Dentro de um álbum cabe muito. Para lá de todas as sensações que possamos absorver ao escutar as faixas que se vão desenrolando ao longo de um disco, como uma história contada melodicamente, há também um universo paralelo que se desenha na mente.

Fonte: The Guardian

Fonte: The Guardian

O universo We Are King, onde todas as paisagens musicais são escritas e produzidas pelas três mulheres que o conceberam, as KING, transporta-nos para locais utópicos, onde floresce a inocência do amor e a tranquilidade da alma.

As vozes, em perfeita simbiose com diferentes sons diluídos entre si, desempenham um papel fulcral neste disco. A acompanhar uma sonoridade que se flexibiliza entre o soul, o dream-pop ou, em momentos, o jazz, a colocação certeira de cada palavra cantada (ou suspirada) lembra um coro celestial, como que se um chamamento divino se tratasse. Há aqui uma calmaria e uma coerência conceptual desfasadas do que, muitas vezes, se costuma ouvir em diversos registos.

A abrir, “The Right One” prepara-nos logo para quase uma hora que pede tranquilidade no conforto de casa ou na relva do parque, sendo procedida pela jóia do álbum, “The Greatest”. O sentimento retro-futurista, a lembrar consolas guardadas no sótão, revela-se como o que melhor resume a flexibilidade presente ao longo de todo o disco. Há um namoro assumido com a música R&B e soul do passado, mas a certeza do presente, num limbo constante e, indubitavelmente, agradável.

A desafiante “Supernatural” parece transportar as KING do estúdio para um concerto jazz, mas “Love Song”, que vem logo de seguida, acalma os ânimos e recorda o sentimento das muitas primeiras vezes que a vida dá. Quase a fechar, “Hey”, que Kendrick Lamar misturou para “Chapter Six”, do álbum Section .80, é a declaração das KING para alguém que tem residência fixa no seu coração. A última, “Native Land”, é o regresso às origens, numa homenagem aos antepassados das três integrantes da banda.

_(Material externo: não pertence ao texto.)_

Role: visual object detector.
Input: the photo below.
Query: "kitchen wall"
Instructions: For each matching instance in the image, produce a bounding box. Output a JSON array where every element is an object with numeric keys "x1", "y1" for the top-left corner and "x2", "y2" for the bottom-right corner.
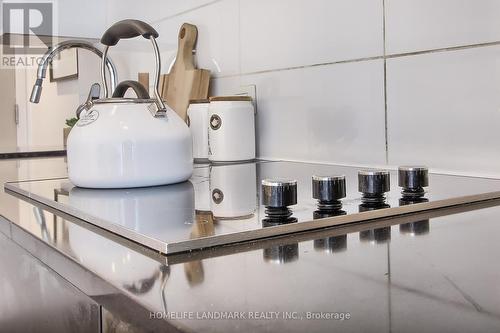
[{"x1": 101, "y1": 0, "x2": 500, "y2": 177}]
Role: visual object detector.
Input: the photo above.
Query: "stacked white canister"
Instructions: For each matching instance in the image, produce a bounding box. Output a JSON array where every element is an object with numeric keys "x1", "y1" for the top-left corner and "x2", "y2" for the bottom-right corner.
[{"x1": 188, "y1": 96, "x2": 255, "y2": 162}]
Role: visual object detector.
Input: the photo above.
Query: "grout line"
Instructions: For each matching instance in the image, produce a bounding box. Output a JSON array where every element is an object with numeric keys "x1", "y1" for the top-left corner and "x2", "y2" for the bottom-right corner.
[
  {"x1": 382, "y1": 0, "x2": 389, "y2": 164},
  {"x1": 150, "y1": 0, "x2": 223, "y2": 24},
  {"x1": 214, "y1": 36, "x2": 500, "y2": 79}
]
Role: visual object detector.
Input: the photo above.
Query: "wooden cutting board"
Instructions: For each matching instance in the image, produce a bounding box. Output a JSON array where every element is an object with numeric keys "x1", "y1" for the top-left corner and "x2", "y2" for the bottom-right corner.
[{"x1": 162, "y1": 23, "x2": 210, "y2": 121}]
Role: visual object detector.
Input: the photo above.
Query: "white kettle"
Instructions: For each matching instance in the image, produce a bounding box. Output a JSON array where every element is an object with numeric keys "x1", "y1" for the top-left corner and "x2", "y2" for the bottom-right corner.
[{"x1": 67, "y1": 20, "x2": 193, "y2": 188}]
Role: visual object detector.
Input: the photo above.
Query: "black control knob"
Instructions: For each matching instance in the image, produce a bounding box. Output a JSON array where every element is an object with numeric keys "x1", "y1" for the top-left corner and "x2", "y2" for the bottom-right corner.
[
  {"x1": 358, "y1": 170, "x2": 391, "y2": 204},
  {"x1": 262, "y1": 179, "x2": 297, "y2": 224},
  {"x1": 398, "y1": 166, "x2": 429, "y2": 198},
  {"x1": 312, "y1": 176, "x2": 346, "y2": 211}
]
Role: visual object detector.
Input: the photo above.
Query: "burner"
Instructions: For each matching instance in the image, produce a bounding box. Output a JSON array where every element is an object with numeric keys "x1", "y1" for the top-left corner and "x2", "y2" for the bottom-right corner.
[{"x1": 398, "y1": 166, "x2": 429, "y2": 199}]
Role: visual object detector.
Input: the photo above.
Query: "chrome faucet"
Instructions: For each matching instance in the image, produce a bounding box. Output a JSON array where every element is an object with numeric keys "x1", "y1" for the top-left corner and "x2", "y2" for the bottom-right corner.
[{"x1": 30, "y1": 40, "x2": 117, "y2": 103}]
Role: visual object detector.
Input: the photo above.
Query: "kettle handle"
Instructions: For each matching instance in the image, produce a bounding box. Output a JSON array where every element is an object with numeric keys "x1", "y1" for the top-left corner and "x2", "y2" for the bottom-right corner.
[
  {"x1": 101, "y1": 20, "x2": 168, "y2": 116},
  {"x1": 113, "y1": 80, "x2": 149, "y2": 99}
]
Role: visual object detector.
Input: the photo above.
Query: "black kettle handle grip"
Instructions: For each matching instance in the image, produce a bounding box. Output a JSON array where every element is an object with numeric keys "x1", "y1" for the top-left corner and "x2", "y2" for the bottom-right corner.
[
  {"x1": 101, "y1": 19, "x2": 159, "y2": 46},
  {"x1": 113, "y1": 80, "x2": 149, "y2": 99}
]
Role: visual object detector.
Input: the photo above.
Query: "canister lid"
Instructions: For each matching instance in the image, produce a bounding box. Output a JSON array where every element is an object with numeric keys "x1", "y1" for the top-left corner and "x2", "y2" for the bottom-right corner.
[
  {"x1": 210, "y1": 95, "x2": 252, "y2": 102},
  {"x1": 189, "y1": 98, "x2": 210, "y2": 104}
]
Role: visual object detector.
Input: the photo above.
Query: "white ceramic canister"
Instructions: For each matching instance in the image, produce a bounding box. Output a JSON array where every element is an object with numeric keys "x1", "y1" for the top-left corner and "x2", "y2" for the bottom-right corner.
[
  {"x1": 208, "y1": 96, "x2": 255, "y2": 162},
  {"x1": 210, "y1": 163, "x2": 257, "y2": 219},
  {"x1": 187, "y1": 99, "x2": 209, "y2": 162}
]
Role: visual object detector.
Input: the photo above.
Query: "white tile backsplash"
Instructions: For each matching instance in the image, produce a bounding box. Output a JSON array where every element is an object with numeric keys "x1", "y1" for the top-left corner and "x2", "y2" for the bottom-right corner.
[
  {"x1": 240, "y1": 0, "x2": 384, "y2": 73},
  {"x1": 387, "y1": 46, "x2": 500, "y2": 177},
  {"x1": 385, "y1": 0, "x2": 500, "y2": 54}
]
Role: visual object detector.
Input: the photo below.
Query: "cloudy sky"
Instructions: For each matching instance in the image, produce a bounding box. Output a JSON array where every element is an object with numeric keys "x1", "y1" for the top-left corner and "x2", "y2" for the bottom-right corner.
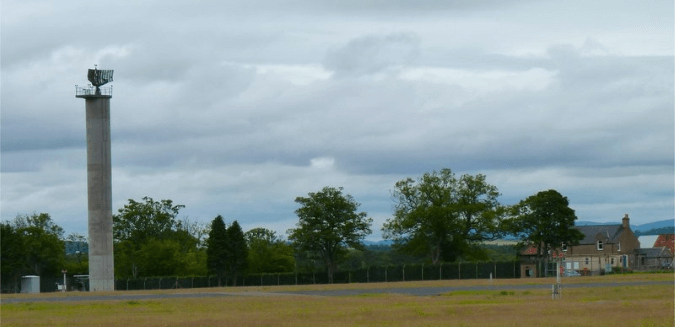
[{"x1": 0, "y1": 0, "x2": 675, "y2": 240}]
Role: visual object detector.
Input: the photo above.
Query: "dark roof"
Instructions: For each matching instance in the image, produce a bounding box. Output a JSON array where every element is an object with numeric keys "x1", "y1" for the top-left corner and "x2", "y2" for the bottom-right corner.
[
  {"x1": 654, "y1": 234, "x2": 675, "y2": 253},
  {"x1": 575, "y1": 224, "x2": 623, "y2": 244},
  {"x1": 635, "y1": 246, "x2": 669, "y2": 258}
]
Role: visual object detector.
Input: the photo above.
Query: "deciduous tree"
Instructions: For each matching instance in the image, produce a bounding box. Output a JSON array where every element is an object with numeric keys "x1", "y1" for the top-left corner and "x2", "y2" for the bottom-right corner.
[
  {"x1": 244, "y1": 227, "x2": 295, "y2": 273},
  {"x1": 113, "y1": 197, "x2": 206, "y2": 278},
  {"x1": 508, "y1": 190, "x2": 584, "y2": 266},
  {"x1": 11, "y1": 213, "x2": 65, "y2": 276},
  {"x1": 382, "y1": 169, "x2": 504, "y2": 264},
  {"x1": 287, "y1": 186, "x2": 373, "y2": 283}
]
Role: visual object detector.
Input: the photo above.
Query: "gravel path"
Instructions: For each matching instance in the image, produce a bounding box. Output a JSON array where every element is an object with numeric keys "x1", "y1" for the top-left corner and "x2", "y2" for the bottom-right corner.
[{"x1": 0, "y1": 281, "x2": 675, "y2": 304}]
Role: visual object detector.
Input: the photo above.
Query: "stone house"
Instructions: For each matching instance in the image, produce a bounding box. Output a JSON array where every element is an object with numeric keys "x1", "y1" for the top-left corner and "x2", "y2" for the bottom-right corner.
[
  {"x1": 560, "y1": 214, "x2": 640, "y2": 274},
  {"x1": 520, "y1": 214, "x2": 640, "y2": 278},
  {"x1": 635, "y1": 246, "x2": 673, "y2": 270}
]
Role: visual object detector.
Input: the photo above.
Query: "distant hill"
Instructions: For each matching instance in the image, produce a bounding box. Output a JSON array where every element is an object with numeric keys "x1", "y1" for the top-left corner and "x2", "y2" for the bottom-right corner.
[{"x1": 631, "y1": 219, "x2": 675, "y2": 232}]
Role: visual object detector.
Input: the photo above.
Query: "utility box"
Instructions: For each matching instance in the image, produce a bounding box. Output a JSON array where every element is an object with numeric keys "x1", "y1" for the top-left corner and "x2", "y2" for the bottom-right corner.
[{"x1": 21, "y1": 275, "x2": 40, "y2": 293}]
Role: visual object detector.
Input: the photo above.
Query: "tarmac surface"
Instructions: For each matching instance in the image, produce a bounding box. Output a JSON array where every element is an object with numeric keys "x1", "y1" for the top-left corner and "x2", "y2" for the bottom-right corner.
[{"x1": 0, "y1": 281, "x2": 675, "y2": 304}]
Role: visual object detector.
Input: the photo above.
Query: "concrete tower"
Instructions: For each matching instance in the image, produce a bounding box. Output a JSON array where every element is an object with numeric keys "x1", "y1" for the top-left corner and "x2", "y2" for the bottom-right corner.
[{"x1": 75, "y1": 68, "x2": 115, "y2": 292}]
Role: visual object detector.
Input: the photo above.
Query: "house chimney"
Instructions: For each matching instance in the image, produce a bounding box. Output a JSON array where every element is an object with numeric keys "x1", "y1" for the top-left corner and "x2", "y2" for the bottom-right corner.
[{"x1": 621, "y1": 214, "x2": 630, "y2": 229}]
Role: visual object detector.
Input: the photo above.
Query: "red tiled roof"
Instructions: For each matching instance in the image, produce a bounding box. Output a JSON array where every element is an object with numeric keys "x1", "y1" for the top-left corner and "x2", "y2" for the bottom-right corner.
[{"x1": 654, "y1": 234, "x2": 675, "y2": 253}]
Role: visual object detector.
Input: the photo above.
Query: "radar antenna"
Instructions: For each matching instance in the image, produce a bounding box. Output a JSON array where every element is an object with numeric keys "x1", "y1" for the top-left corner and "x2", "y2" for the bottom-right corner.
[{"x1": 87, "y1": 65, "x2": 113, "y2": 95}]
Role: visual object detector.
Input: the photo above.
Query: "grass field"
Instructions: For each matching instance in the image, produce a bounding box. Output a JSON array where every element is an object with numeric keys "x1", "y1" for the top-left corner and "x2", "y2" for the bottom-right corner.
[{"x1": 0, "y1": 274, "x2": 675, "y2": 327}]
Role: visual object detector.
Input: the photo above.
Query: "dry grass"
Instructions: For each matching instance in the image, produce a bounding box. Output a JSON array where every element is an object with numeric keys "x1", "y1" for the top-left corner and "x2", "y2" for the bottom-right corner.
[{"x1": 1, "y1": 275, "x2": 675, "y2": 327}]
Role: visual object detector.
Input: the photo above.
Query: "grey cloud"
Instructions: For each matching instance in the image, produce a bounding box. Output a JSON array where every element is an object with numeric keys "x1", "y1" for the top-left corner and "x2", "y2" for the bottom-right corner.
[{"x1": 324, "y1": 33, "x2": 420, "y2": 76}]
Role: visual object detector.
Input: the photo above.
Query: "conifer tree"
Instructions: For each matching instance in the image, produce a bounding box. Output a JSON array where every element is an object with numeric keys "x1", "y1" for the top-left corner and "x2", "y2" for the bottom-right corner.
[
  {"x1": 227, "y1": 220, "x2": 248, "y2": 285},
  {"x1": 206, "y1": 215, "x2": 230, "y2": 286}
]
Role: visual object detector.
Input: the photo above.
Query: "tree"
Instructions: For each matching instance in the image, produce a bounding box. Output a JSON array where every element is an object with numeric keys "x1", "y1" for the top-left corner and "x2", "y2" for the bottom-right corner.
[
  {"x1": 382, "y1": 169, "x2": 504, "y2": 264},
  {"x1": 508, "y1": 190, "x2": 584, "y2": 266},
  {"x1": 206, "y1": 215, "x2": 230, "y2": 286},
  {"x1": 287, "y1": 186, "x2": 373, "y2": 283},
  {"x1": 244, "y1": 227, "x2": 295, "y2": 273},
  {"x1": 11, "y1": 213, "x2": 65, "y2": 276},
  {"x1": 113, "y1": 196, "x2": 185, "y2": 244},
  {"x1": 0, "y1": 222, "x2": 28, "y2": 290},
  {"x1": 113, "y1": 197, "x2": 205, "y2": 278},
  {"x1": 227, "y1": 220, "x2": 248, "y2": 286}
]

Semelhanças à parte com música já feita, há anos atrás – lembrarmo-nos de Sade ou Erykah Badu é uma tarefa quase impossível -, We Are King consegue afirmar-se como um álbum autêntico, fresco e peculiar em 2016. Apesar de não ser do tipo de discos que ouvimos para devorar todas as faixas à primeira, é um conjunto de peças que se vão encaixando entre si, audição após audição. Sem pressas, como o disco parece pedir.